Figure 4 The enhancement result with different methods. (A) Origin UIEB (Li et al., 2020b) UWCNN-typeI (Li et al., 2020a) UWGAN (Wang et al., 2021), (B) Water-net (Li et al., 2017) GDCP (Peng et al., 2018) UWCNN-typeIII (Li et al., 2020a) Ours.

TABLE 1

Table 1 Comparison of results before and after using the underwater dataset fitting model.

TABLE 2

Table 2 The Comparison of results from different encoders.

4.1 Underwater dataset fitting model experiments

Implementation details. The training and reference of the algorithm were carried out on a server configured with Intel(R) Xeon(R) Gold 6342 CPU ×2and NVIDIA A100 40 GB × 4 in this experiment. The PyTorch was used to build the backbone network and run on the Ubuntu 18.04 LTS operating system. We used Adam to optimize the overall objective. The learning rate was initialized as $1 \times 10^{- 4}$ and then decayed to $1 \times 10^{- 6}$ in the last 20 epochs. We trained with a batch size of 16 (on 4 GPUS) for 300K epochs.

Firstly, the performance of the data fitting model was verified. The loss function curve is shown in Figure 5 in the training stage, and it can be seen that the neural network began to converge at the 300K epoch, so we tested the model trained tillthe300K epoch.

FIGURE 5

Figure 5 Convergence diagrams of the content loss function. (A) is the content loss function. (B) is the ray attenuation loss function.

In addition, the proportions of the content and ray loss functions were tested. The $ℒ_{c o n t e n t} / ℒ_{d e c a y}$ was tested at 1:1, 5:1, 10:1 and 20:1, respectively. The convergence function curves are shown in Figure 6.

FIGURE 6

Figure 6 The loss function traincurve. (A) $ℒ_{c o n t e n t} : ℒ_{d e c a y}$ 1:1, (B) $ℒ_{c o n t e n t} : ℒ_{d e c a y}$ is 5:1, (C) $ℒ_{c o n t e n t} : ℒ_{d e c a y}$ is 10:1, (D) $ℒ_{c o n t e n t} : ℒ_{d e c a y}$ is 20:1.

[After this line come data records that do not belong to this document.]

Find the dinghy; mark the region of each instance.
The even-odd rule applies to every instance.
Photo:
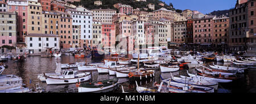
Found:
[[[77,69],[79,71],[94,71],[97,70],[97,67],[96,66],[77,66]]]
[[[180,67],[178,66],[160,66],[161,72],[171,72],[179,71]]]
[[[187,84],[197,86],[207,86],[207,87],[213,87],[214,89],[217,90],[218,88],[218,83],[215,81],[200,81],[199,80],[197,80],[194,79],[192,80],[183,79],[181,77],[174,77],[172,76],[172,74],[171,73],[171,81],[176,81],[177,83],[180,83],[183,84]]]
[[[188,75],[191,77],[196,77],[196,78],[197,78],[197,79],[201,79],[203,80],[207,80],[207,81],[216,81],[217,83],[230,83],[230,82],[232,81],[232,80],[229,80],[229,79],[218,79],[218,78],[215,78],[215,77],[208,77],[206,76],[197,76],[196,75],[188,73],[188,71],[187,71],[187,72]]]
[[[213,68],[218,69],[218,70],[228,70],[228,71],[235,71],[239,73],[242,73],[244,72],[244,70],[247,69],[246,68],[239,68],[239,67],[232,67],[228,66],[218,66],[213,64],[213,66],[209,65],[209,66]]]
[[[109,73],[110,75],[115,75],[115,72],[109,70],[109,69],[119,70],[125,67],[124,65],[117,65],[115,62],[109,61],[105,63],[104,65],[100,65],[97,67],[97,70],[98,73]]]
[[[217,62],[223,62],[223,58],[220,56],[216,56],[216,60]]]
[[[90,72],[79,73],[73,70],[67,70],[62,75],[46,75],[44,73],[47,85],[73,84],[85,81],[91,79]]]
[[[76,62],[75,63],[64,63],[61,64],[61,68],[76,68],[78,66],[85,65],[85,62]],[[57,64],[57,63],[56,63]]]
[[[139,86],[139,85],[138,85],[137,81],[135,81],[135,83],[136,83],[136,90],[137,90],[138,93],[155,93],[156,91],[155,89],[152,89],[145,87]]]
[[[197,67],[202,66],[203,62],[201,60],[193,60],[191,63],[187,63],[189,68]]]
[[[203,67],[204,66],[202,67],[196,67],[196,70],[199,72],[200,72],[201,73],[204,73],[208,75],[212,75],[215,76],[216,75],[218,75],[220,74],[222,75],[224,75],[224,76],[233,76],[233,75],[235,75],[236,73],[231,73],[231,72],[217,72],[217,71],[213,71],[213,70],[207,68],[207,67]],[[207,70],[204,70],[204,69]],[[224,71],[224,70],[223,70]]]
[[[117,79],[77,84],[79,93],[99,93],[113,91],[117,88]]]
[[[61,56],[61,51],[59,50],[56,50],[53,52],[53,57],[60,57]]]
[[[117,70],[117,77],[128,77],[129,73],[133,71],[135,71],[137,70],[135,67],[131,67],[128,68],[124,68],[122,70]]]
[[[163,80],[160,76],[160,78],[163,81],[163,83],[165,84],[170,84],[170,85],[180,88],[181,89],[187,88],[187,90],[190,89],[193,91],[195,91],[196,92],[209,92],[209,93],[213,93],[214,92],[214,88],[210,86],[198,86],[198,85],[191,85],[191,84],[184,84],[181,83],[179,83],[176,81],[172,81],[172,79],[169,78],[166,80]]]
[[[119,59],[118,58],[118,63],[119,64],[129,64],[131,63],[131,62],[130,62],[130,59],[125,60],[123,59]]]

It has been proved by a lot of experiments that, as the data index of the experiment, higher peak signal-to-noise ratio (PSNR) or structural similarity (SSIM) does not always represent a better reconstruction effect, and the reconstructed texture often fails to meet the expectation of human eyes. Thus, the no-reference image evaluation index (NIQE) is used in this study. NIQE (Mittal et al., 2013) is based on ‘quality perception’ features. Usually, the features of simple and highly regular natural landscapes are extracted and used to fit a multivariate Gaussian model. The index quantifies the difference in the multivariate distribution of the image. In this study, the NIQE is used to quantify the difference between a set of generated images and an input set of images. The NIQE average is calculated in Equation (10).I are the UIEB degraded datasets, II are the other nature degraded datasets. III are the output images of the underwater dataset fitting model.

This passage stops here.